Mark’s quest to help others

“On recovering from his stroke, Mark was determined to return to a normal life and the level of fitness to which he has always aspired. He’s embarked upon his incredible journey to recovery and has now made it his goal to help his fellow brain injury sufferers. ‘The Bowra Bag’, for example, is a bag full of everything which he discovered on his long road to recovery. His hope is that everybody who suffers such an injury will be given a ‘Bowra Bag’ as they leave hospital, hoping that some of the contents may make a fundamental difference to the quality of their lives and rehabilitation.

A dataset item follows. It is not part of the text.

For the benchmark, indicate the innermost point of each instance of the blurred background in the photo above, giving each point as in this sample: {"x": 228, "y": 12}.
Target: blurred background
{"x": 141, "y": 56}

“In true Royal Marine style, Mark didn’t decide to train towards the seemingly impossible goal for himself. The ethos for this was not just to prove his own fitness but to encourage any other victim of stroke or other debilitating illness to walk or cycle or climb or paddle with him, whether that be 1000 feet, a 1000-yards or 100 miles – hence its title, the #Bowra1000 challenge.

“Mark’s determination and tenacity has been utterly inspirational. I suspect that this will not be the last you hear of Mark Bowra and the Bowra Bag, into which he has put so much thought: after all, it’s what’s inside that matters.”